L’incontro, organizzato dal Tecnopolo in collaborazione con l’associazione romana Imprenditivamente, ha puntato i riflettori su tre macro aree di interesse: la disponibilità di spazi attrezzati, l'opportunità di usufruire di finanza agevolata e la formazione.
Accanto al direttore del Tecnopolo, Roberto Romanelli, Monica Giovannoni, presidente di Imprenditivamente, e presidente della delegazione di imprenditori, Marco Fanfani, ex presidente della Fondazione Carispaq, David Iagnemma, segretario generale della stessa Fondazione, Fabrizio Pappalepore, dello Studio Pappalepore & Partners, Carlo Imperatore, direttore della Fondazione Itsee, Fabio Graziosi, docente dell’Università dell’Aquila, e Matteo Marinacci, referente dello Sportello Impresa AQ.

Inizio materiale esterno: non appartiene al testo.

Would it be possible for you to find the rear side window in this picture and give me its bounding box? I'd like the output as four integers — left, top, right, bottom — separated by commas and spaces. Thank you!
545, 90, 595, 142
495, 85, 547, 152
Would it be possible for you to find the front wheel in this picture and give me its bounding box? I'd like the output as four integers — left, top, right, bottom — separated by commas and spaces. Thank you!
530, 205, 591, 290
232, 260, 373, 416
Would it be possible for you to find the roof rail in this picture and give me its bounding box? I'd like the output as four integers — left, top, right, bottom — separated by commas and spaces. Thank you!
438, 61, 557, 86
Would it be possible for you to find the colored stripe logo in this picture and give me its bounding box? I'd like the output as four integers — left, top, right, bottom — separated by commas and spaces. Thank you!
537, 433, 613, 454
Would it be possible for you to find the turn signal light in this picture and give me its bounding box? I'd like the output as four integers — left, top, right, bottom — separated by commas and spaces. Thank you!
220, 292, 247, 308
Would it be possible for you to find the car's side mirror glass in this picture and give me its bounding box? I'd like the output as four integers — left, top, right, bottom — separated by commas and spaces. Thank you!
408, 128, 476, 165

«Diversi gli argomenti trattati, dalle opportunità d’insediamento di nuove aziende tecnologiche sul territorio, ai servizi riservati alle imprese, per arrivare alle competenze richieste da industria 4.0 e alle possibilità offerte dalle agevolazioni finanziarie sul territorio», ha dichiarato Romanelli. «L'obiettivo è attrarre nuovi investimenti, in una visione d'insieme che promuova L'Aquila come città innovativa, vivibile e sfruttando il collegamento con Roma, agevole e veloce. Altro elemento favorevole, la possibilità di investire in un complesso industriale tecnologicamente evoluto e la concentrazione di beni, servizi e attività in un'unica location».
La collaborazione con l'Università e l'offerta formativa delle scuole di specializzazione fanno il resto. «La Fondazione Carispaq è estremamente vicina ai fabbisogni territoriali», ha fatto notare Romanelli, «come anche l'Università. Nel corso dell'incontro sono emerse, in maniera strutturata, le visioni di imprenditori attivi in vari settori Hi-tech, propensi ad una logica di rete e alla condivisione con le istituzioni di importanti progetti di sviluppo».